Das Buchmessen-Wochenende: Cosplayer und Prosumenten
Wenn die Publikumstage in Frankfurt anbrechen, verdrängen plötzlich Elfen und japanische Schulmädchen die in schwarz, weiß, grau und braun gekleidete Verlagsbranche.
Die letzten beiden Tage der Buchmesse gehören von jeher den Fans. An diesen Publikumstagen sind neben interessierten Literaturfreunden und den Taschen-Menschen (das sind die, die sich mit riesigen Tüten und Taschen durch die Gänge schieben und an den Ständen raffen, was sie können) auch jede Menge Fabelwesen zwischen 12 und 22 Jahren auf dem Messe-Gelände unterwegs. Die tragen Korsetts oder Fellstulpen, Elfenkostüme und Elfenohren, Umhänge oder japanische Schuluniformen, blaue oder weiße Farbe auf der Haut und gefärbte Kontaktlinsen. Sie sind Fantasy-Spielen oder Mangas entsprungen und sind hier, um die Schöpfer ihrer Welten einmal persönlich zu sehen, sich ein Comic signieren zu lassen oder, vor allem, weil hier auf der Frankfurter Buchmesse seit dem vergangenen Jahr die Cosplay-Meisterschaft stattfindet.
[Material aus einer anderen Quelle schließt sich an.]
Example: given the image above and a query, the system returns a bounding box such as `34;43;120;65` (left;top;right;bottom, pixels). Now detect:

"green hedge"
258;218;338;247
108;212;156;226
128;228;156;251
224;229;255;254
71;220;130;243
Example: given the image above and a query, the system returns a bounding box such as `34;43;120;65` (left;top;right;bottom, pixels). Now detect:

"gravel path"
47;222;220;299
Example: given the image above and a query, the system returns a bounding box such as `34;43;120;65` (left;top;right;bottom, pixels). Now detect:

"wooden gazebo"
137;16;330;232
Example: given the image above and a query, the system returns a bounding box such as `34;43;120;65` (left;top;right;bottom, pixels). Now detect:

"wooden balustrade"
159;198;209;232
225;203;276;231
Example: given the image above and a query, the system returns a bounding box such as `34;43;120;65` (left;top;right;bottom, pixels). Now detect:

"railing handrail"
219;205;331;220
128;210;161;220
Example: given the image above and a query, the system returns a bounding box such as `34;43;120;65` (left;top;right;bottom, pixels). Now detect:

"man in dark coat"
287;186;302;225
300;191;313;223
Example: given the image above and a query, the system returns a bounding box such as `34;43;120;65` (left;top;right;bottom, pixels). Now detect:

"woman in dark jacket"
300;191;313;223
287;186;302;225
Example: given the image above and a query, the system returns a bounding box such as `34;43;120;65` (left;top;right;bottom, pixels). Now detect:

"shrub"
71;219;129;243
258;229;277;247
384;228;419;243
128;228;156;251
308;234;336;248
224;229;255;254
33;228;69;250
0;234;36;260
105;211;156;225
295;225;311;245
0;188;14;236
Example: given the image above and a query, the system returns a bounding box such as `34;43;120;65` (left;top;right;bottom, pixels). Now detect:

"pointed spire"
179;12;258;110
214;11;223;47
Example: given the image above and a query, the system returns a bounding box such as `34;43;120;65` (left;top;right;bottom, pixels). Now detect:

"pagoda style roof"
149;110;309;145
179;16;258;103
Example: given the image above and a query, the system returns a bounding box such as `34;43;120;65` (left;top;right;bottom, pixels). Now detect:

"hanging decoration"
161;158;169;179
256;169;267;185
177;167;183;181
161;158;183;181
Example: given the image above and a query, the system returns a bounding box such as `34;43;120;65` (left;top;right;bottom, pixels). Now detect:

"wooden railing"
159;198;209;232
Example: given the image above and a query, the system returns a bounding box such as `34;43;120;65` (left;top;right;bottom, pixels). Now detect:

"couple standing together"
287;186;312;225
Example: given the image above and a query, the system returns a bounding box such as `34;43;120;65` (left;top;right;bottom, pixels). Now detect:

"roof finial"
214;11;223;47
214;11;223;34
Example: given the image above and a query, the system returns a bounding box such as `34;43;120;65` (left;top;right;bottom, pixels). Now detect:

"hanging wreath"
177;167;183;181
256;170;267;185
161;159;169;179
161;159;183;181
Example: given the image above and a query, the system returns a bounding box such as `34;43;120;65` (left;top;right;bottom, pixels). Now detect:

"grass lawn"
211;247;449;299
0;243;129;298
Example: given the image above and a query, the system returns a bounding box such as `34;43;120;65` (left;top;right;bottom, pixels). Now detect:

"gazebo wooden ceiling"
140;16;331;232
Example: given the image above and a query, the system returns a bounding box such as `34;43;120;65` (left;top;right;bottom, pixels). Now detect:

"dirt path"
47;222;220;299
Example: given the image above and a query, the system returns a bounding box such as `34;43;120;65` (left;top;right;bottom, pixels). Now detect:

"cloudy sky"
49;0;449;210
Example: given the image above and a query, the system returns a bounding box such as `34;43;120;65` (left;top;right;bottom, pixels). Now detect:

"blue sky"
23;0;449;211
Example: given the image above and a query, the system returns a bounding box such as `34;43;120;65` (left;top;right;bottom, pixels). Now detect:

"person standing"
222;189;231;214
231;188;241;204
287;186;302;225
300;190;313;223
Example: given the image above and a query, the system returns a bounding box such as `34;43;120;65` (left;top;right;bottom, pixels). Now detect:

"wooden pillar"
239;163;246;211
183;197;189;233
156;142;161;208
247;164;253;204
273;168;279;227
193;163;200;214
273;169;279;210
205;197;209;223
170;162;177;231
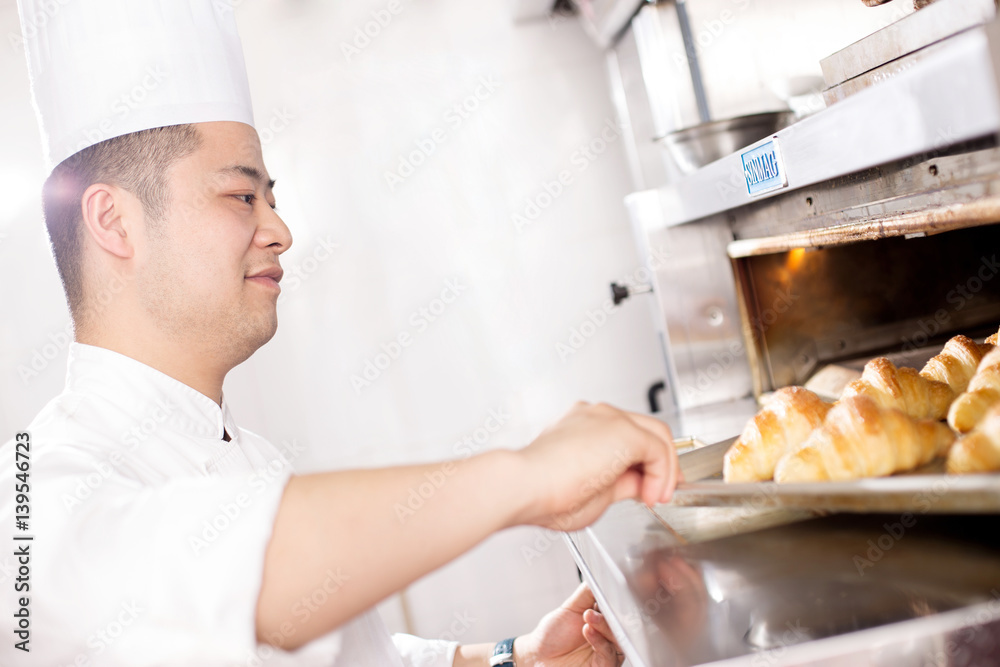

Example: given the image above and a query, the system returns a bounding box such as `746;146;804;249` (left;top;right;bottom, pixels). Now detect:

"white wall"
0;0;663;641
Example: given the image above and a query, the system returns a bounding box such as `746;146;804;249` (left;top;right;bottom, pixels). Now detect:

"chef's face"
137;122;292;367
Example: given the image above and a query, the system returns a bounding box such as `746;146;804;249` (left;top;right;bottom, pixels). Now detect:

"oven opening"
733;224;1000;395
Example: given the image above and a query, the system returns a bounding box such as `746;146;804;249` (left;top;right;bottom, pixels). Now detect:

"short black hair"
42;125;201;324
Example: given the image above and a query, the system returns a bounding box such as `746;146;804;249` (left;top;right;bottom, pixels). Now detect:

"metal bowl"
660;111;795;174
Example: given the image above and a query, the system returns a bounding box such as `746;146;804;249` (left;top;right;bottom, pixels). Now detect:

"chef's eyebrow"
219;164;275;190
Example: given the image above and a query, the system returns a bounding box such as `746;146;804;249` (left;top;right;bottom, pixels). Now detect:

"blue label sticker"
740;139;788;197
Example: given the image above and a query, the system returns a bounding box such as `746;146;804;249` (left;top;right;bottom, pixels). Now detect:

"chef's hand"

Der Cosplay-Trend ist aus Japan nach Europa geschwappt und ist die Kurzform des englischen Begriffs Costume Play, also Kostümspiel. Dessen Inhalt ist es, eine Figur, einen Charakter aus einem Manga, Videospiel oder Anime möglichst originalgetreu in Kleidung und Verhalten darzustellen. Und so werden ab Samstag auf dem Messegelände die understatement-like in Anzug, weißes Hemd und Pollunder und schicke Stiefel gekeideten Verlagsmitarbeiter in ihre Stände zurückgedrängt, wärend die Taschen-Menschen und die Cosplayer das Ruder in die Hand nehmen.
Während sich die Kulturschaffenden in ihren oder fremden Ständen sich von Azubis oder vom Messe-Serviceteam Kaffee oder Sekt bringen lassen und mit immer neuer Fassungslosigkeit die Menschenmengen in den Gängen der großen Publikumsverlage betrachten, kämpfen sich ihre prominentesten Autoren tapfer von Signierstunde zu Interview-Termin.
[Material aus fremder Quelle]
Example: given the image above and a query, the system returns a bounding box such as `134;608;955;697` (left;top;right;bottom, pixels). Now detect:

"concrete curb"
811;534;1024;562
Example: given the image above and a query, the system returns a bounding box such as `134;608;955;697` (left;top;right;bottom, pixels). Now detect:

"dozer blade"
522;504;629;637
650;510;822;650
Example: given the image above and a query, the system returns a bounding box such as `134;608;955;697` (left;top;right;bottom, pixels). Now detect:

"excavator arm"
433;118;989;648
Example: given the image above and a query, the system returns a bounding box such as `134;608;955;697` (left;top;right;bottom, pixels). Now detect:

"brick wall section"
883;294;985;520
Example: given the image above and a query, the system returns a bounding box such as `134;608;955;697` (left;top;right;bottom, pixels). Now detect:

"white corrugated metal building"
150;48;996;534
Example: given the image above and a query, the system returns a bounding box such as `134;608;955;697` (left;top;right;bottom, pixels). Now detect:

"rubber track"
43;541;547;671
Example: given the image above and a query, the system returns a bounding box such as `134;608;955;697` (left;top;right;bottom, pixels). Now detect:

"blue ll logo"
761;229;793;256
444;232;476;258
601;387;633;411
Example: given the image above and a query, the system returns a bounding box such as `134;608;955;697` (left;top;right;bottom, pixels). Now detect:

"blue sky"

Am wildesten geht es zwischen den Comic-Ständen zu. Die Verlage bieten den Fans aber auch was. Ralf König malt mit unverminderter Freundlichkeit in der Signierstunde Schwule am laufenden Band, Simpsons-Zeichner Bill Morrison und Regisseur David Silverman stehen ihren Fans Rede und Antwort und die Comic-Künstlerin Isabel Kreitz signiert ihren neuen Wälzer "Die Sache mit Sorge" und kommentiert die um sie herum marodierenden Cosplayer trocken mit "Solange man nicht von einem Gummi-Schwert erschlagen wird...", bevor sie am Spiegel-Stand mit Jason Lutes über Zeitgeschichte als Comic diskutiert. Damit hat sie schon reichlich Erfahrung, schließlich hat sie bereits den gerade im Kino laufenden Uwe Timm Roman "Die Entdeckung der Currywurst" und Erich Kästners "Der 35. Mai" erfolgreich als Comic herausgebracht.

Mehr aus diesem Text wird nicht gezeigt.